SCOTUS Takes Up Maryland Storybook Case, Arguments Today

The case of Mahmoud v. Taylor, arising from Montgomery County Public Schools, presents issues on first amendment rights for both content presented in public schools, and a family’s ability to opt out of specific materials. The Supreme Court will hear argument today on the major case, with potentially broad consequences.

Mahmoud v. Taylor includes a series of plaintiffs from Montgomery County Maryland, seeking to restore their ability to have their children in the public schools “opt out” of certain materials used in school curriculum based on religious objections.

Read a full history and documents around the case from the SCOTUSblog site.

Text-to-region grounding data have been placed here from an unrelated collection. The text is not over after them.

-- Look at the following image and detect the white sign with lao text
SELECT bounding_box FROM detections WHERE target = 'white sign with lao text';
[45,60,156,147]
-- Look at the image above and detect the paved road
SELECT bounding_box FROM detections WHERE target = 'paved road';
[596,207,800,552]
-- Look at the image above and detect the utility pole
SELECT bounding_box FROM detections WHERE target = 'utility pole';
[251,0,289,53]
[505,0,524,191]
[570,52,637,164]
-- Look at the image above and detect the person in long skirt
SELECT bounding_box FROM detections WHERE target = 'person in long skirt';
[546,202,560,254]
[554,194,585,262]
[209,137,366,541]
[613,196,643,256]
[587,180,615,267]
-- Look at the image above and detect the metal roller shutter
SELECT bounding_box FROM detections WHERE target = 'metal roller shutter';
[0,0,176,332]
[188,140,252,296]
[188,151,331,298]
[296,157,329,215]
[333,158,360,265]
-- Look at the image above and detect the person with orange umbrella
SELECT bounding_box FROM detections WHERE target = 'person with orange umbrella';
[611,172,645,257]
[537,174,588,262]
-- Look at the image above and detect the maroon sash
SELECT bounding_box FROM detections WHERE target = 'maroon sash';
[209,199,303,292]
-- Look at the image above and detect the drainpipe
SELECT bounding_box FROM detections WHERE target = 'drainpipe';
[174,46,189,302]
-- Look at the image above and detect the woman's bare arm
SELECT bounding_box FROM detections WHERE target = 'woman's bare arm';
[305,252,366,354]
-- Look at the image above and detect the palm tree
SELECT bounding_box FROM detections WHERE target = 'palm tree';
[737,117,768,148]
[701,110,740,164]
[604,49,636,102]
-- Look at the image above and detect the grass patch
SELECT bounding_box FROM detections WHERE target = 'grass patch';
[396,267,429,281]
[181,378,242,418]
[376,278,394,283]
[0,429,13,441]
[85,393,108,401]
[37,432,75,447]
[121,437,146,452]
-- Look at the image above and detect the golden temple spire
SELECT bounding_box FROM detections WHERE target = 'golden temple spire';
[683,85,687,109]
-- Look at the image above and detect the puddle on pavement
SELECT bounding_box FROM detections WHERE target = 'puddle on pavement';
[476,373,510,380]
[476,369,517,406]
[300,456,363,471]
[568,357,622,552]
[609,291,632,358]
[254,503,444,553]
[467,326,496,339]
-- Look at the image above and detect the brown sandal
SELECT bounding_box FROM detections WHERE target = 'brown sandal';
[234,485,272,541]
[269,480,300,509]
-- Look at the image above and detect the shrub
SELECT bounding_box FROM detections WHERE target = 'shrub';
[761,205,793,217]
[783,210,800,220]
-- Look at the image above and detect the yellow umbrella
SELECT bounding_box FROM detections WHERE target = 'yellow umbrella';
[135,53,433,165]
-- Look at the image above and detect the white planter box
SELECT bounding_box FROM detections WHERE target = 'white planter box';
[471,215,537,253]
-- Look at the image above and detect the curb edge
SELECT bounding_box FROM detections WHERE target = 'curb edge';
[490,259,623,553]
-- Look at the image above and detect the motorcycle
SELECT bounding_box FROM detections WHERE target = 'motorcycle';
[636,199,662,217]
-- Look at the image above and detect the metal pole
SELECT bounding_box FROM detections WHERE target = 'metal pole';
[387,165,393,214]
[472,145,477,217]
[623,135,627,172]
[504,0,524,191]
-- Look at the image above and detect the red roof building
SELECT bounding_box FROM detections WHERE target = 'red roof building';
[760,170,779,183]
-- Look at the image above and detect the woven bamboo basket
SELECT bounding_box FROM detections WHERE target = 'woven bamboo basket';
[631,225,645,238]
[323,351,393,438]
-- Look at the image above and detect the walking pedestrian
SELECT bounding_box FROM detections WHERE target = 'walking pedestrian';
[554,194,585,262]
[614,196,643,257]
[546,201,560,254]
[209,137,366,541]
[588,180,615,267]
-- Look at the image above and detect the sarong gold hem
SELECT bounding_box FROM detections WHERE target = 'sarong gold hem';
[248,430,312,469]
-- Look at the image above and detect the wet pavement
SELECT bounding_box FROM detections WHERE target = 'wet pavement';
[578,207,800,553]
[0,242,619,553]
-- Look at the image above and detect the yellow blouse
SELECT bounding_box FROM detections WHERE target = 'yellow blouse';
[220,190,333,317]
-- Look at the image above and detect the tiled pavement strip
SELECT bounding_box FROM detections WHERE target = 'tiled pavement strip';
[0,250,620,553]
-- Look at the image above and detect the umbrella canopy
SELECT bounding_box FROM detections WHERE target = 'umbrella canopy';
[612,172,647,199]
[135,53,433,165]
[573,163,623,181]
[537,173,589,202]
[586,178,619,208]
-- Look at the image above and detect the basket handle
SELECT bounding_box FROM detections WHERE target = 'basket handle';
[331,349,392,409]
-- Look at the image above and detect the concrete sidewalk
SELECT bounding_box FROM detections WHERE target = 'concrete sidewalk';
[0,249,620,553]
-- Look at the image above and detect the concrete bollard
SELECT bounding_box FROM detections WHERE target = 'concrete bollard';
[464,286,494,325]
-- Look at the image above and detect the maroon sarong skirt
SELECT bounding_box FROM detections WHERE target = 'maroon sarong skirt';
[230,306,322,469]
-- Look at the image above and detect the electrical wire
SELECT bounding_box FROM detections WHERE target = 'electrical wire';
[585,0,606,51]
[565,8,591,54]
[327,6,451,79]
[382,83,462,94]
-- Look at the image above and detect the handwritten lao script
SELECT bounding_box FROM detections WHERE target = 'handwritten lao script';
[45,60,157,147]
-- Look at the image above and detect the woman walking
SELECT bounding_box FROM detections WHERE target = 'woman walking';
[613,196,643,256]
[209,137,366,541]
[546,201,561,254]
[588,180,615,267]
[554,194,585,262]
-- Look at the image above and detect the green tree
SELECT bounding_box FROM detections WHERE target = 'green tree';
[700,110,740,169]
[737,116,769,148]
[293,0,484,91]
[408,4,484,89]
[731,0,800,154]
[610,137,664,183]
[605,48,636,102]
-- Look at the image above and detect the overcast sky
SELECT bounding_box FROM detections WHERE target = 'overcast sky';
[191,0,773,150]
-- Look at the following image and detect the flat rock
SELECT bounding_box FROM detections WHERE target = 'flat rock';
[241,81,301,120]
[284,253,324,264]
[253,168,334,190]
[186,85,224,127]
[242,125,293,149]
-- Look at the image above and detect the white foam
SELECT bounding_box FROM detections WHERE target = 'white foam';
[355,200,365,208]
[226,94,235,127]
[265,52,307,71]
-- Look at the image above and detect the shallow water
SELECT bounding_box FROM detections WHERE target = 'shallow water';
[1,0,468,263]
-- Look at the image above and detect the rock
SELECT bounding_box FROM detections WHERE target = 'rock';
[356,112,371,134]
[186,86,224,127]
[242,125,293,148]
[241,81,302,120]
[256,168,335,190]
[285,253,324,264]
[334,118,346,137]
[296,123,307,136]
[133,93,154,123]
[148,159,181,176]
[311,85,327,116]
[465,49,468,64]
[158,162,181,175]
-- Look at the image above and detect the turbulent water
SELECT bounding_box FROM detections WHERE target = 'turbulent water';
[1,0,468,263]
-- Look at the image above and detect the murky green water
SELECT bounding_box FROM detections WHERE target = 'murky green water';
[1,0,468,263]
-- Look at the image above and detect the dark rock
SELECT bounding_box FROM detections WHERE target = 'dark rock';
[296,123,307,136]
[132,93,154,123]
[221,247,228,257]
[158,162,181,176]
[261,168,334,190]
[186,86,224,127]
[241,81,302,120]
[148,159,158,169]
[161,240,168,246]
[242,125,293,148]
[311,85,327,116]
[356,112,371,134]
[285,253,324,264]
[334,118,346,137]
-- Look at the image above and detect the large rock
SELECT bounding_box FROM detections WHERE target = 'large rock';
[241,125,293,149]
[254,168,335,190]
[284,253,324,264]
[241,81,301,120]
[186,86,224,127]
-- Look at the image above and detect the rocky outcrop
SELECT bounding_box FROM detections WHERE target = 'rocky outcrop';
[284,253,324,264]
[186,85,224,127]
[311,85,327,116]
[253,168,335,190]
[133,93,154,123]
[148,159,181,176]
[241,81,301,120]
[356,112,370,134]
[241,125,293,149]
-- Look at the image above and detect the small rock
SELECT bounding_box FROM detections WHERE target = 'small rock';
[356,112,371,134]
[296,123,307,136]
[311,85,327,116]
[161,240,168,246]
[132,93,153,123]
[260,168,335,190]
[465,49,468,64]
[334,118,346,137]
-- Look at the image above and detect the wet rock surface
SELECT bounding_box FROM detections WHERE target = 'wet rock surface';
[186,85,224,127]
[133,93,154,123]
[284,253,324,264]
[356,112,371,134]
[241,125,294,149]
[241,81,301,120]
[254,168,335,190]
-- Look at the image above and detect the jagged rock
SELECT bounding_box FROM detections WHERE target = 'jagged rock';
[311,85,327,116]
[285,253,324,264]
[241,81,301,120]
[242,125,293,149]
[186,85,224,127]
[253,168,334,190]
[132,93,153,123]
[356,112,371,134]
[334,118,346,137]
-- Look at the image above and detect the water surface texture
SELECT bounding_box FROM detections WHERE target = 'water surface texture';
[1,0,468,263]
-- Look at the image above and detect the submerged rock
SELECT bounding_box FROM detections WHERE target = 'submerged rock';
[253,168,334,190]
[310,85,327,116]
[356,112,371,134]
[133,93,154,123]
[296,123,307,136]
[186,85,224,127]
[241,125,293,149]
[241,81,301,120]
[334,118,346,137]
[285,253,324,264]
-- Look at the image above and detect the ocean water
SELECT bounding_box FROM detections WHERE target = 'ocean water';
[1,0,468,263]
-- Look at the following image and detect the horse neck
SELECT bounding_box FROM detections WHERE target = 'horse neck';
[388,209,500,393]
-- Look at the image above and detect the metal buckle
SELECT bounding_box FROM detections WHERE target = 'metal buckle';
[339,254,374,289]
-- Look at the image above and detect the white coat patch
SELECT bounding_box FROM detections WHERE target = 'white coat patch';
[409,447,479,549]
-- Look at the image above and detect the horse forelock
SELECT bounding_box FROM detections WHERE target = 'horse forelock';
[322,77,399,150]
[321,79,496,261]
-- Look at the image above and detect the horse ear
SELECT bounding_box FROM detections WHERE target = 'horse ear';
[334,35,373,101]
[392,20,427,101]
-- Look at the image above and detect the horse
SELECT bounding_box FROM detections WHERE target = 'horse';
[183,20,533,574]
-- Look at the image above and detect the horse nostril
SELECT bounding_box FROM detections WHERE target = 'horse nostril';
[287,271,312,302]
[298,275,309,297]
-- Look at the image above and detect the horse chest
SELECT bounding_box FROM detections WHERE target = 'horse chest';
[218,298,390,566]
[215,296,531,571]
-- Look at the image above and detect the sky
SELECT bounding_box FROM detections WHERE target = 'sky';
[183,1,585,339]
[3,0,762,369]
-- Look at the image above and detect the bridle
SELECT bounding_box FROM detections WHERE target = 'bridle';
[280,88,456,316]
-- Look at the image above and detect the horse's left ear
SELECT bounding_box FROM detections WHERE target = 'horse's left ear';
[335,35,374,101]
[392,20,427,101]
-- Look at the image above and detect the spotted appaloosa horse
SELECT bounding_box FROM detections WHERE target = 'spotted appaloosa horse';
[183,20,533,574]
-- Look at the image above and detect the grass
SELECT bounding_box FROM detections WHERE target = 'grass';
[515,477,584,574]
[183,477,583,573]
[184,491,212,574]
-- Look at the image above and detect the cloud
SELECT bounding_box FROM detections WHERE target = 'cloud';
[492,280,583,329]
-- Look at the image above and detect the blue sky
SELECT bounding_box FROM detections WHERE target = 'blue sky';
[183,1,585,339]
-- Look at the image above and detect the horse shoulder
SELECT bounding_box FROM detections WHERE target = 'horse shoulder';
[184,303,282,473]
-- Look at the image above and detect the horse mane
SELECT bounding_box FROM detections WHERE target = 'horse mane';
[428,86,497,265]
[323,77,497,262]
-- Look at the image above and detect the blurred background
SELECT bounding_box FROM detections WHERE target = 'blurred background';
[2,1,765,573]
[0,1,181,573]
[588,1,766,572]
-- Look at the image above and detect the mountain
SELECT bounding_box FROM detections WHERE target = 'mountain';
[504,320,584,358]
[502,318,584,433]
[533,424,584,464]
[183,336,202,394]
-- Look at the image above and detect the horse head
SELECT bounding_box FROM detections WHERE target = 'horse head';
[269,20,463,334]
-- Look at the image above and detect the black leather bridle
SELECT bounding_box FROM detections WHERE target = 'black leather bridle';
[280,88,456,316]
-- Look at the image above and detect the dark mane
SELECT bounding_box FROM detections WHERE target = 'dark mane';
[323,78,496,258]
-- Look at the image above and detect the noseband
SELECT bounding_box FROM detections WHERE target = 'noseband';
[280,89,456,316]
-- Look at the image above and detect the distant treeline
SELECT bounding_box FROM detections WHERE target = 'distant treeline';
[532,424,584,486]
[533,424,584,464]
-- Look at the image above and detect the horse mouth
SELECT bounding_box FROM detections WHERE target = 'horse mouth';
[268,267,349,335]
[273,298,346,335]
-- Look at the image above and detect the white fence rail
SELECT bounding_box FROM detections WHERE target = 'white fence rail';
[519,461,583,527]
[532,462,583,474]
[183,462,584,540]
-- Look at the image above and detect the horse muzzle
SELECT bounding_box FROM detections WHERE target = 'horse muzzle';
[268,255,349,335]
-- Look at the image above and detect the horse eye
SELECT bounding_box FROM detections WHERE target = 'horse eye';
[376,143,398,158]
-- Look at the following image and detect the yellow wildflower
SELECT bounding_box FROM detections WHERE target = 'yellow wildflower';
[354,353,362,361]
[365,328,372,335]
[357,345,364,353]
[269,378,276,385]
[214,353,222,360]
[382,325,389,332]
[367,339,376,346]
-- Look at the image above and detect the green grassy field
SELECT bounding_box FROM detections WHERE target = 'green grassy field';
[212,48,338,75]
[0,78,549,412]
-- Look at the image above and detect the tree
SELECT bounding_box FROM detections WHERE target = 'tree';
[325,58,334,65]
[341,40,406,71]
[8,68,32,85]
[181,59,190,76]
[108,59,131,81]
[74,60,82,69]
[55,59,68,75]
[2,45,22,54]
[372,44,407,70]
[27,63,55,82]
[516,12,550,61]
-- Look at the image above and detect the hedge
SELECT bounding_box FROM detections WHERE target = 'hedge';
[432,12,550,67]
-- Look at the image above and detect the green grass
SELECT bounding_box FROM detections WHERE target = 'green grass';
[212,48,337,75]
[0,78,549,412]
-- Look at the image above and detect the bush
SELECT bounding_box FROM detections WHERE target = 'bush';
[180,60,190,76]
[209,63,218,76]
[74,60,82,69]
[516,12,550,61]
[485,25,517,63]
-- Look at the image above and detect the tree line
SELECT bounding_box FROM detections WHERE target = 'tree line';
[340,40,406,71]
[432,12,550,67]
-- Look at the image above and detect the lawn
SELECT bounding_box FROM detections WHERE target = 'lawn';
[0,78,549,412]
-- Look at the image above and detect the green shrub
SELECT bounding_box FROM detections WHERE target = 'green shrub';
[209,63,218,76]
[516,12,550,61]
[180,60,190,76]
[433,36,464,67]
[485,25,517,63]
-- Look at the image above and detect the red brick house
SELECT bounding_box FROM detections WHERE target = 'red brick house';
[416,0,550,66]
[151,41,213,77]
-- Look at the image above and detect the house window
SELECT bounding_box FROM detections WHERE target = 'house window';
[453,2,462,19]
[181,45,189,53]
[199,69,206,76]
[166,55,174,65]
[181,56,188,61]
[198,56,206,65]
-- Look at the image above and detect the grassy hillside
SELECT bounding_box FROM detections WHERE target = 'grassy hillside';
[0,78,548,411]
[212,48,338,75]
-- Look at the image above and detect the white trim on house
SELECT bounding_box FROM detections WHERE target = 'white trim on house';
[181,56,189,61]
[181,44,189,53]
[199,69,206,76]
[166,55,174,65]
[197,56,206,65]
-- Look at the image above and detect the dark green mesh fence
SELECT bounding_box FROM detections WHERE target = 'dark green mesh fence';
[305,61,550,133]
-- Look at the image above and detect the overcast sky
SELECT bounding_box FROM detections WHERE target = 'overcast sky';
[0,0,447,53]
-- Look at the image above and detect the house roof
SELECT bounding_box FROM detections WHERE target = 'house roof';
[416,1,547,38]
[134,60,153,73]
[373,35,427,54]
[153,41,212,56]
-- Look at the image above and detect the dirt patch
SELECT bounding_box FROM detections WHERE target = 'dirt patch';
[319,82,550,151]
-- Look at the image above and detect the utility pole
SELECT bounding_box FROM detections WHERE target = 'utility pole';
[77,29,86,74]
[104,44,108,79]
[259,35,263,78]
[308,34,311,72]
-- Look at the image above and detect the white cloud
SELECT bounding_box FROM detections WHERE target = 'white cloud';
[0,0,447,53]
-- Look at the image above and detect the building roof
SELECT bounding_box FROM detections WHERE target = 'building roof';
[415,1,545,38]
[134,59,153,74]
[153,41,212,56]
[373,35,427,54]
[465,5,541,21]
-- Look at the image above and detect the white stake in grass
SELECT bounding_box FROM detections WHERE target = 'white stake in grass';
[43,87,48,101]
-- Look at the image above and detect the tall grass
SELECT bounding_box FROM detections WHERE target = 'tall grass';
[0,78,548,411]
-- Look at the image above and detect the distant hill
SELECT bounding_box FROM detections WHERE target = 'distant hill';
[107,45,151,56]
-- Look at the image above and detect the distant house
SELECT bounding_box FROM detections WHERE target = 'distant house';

From the Baltimore Banner‘s coverage of the case, explaining how the school system’s prior “opt out” policy ran a difficult course and eventually was eliminated on practical grounds:

Teachers, at first, tried accommodating the opt-out requests, said the defense, but the requests kept growing. The school system noticed that it was leading to high absenteeism and difficulty finding substitutes for the opted-out students across multiple classrooms. The school system also feared falling out of compliance with discrimination laws and stigmatizing students who related to the books.

In March 2023, court documents state, Montgomery schools announced that starting the next school year, parents could no longer opt out of instruction that involved the books “for any reason.”

An article on SCOTUSblog about the arguments this week frames the legal questions at hand:

When the county announced in 2023 that it would not allow parents to opt to have their children excused from instruction involving the storybooks, a group of Muslim, Catholic, and Ukrainian Orthodox parents went to federal court. They contended that the refusal to give them the option to opt their children out violated their constitutional right to freely exercise their religion – specifically, their ability to instruct their children on issues of gender and sexuality according to their faith and to control when and how these issues are introduced to their children.

A decision from the Supreme Court is expected in June or July of this year.